Precious Manomano-Herald Reporter

A major push to boost production of groundnuts in the 22/23 summer cropping season is expected to raise the harvest next year by 75 percent to around 410 000 tonnes from 347 000ha.

This will probably move Zimbabwe into self-sufficiency for peanut butter and oil.

The Government is promoting the production of groundnuts especially small holder farmers under the Climate Proofed-Presidential Inputs scheme popularly known as Pfumvudza/Intwasa. 

Groundnuts production is also being promoted as a way of encouraging farming to diversify to other crops and expand the export base.

In an interview, chief director Agriculture and Rural Advisory Services Professor Obert Jiri said Government has rolled out several agricultural programmes that seek to drive output in the farming sector to ensure sustainability and national food security systems through the production of grains such as groundnuts.

He said the production of groundnuts should be increased so that the country does not import the crop from the neighbouring countries.

“We used to import groundnuts from Malawi, we do not want to continue doing this. We want to produce our own groundnuts, we need more to produce peanut butter and oil. Yields tend to go down over the past years but next year we are optimistic that we are going to produce more,” he said.
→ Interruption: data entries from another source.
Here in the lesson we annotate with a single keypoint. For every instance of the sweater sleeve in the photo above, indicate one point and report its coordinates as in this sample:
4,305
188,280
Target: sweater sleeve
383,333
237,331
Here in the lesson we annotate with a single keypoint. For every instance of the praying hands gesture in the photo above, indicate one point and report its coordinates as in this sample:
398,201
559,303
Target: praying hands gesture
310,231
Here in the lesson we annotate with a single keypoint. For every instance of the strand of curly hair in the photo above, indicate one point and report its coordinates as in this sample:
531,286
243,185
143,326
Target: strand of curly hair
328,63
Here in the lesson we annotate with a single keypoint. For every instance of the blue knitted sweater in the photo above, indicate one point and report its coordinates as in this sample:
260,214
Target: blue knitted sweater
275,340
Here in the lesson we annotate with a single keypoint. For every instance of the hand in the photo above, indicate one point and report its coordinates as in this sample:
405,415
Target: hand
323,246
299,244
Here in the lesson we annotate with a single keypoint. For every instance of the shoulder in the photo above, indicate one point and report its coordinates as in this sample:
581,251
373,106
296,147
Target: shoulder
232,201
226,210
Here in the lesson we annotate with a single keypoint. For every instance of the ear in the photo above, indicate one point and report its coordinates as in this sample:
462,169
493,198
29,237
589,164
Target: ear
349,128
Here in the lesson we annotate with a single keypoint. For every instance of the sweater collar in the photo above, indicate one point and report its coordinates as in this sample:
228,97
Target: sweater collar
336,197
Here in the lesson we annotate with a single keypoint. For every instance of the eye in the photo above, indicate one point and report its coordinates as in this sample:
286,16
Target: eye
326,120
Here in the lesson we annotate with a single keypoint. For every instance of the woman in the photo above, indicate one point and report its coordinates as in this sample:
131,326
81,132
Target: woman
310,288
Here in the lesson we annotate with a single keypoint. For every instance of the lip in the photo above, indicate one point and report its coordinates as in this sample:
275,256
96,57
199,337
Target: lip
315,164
Prof Jiri also said 83 000 of hectares will be put under Pfumvudza and over the years the crop tend to go down because of various reasons such as diseases.

He also said farmers should be well educated on post harvesting handling of the crop to avoid diseases which threaten the crop adding that over the years the crop was put under 200 000ha.

Farmers in Mashonaland West hailed the growing of groundnuts saying it is easy and cheap.

Mrs Mary Matambanadzo of Raffingora said she will continue with groundnuts farming since it does not require more labour.

“You do not require more time and the crop is not labour intensive unlike other crops. Next time l will increase the hectares. Moreover, the crop is on demand,” she said.

Another woman, Ms Stellah Mupuro from Treelawney area said groundnuts is a cash crop which provides income and livelihoods to the family. 

She also said It also contributes to nutrition of farm families through consumption of energy- and protein-rich groundnuts and provides nutritious fodder to livestock.

“You can sell groundnuts anytime, you get money easier and provides livelihoods to the family. 

“We do not grow groundnuts alone but we also other crops which we rely on such as maize, cotton among others, but l discovered that with this crop l get money easier,” she said.

As agricultural scientists push for the growing of legumes and in particular groundnuts in semi-arid regions, they are encouraging the growing of drought tolerant crops as well as mitigating the effects of climate change. Groundnuts are an effective component of semi-arid farming systems supporting nutrient recycling and soil carbon enrichment, a vital component in the reduction of green-house gas emissions hence mitigation against climate change.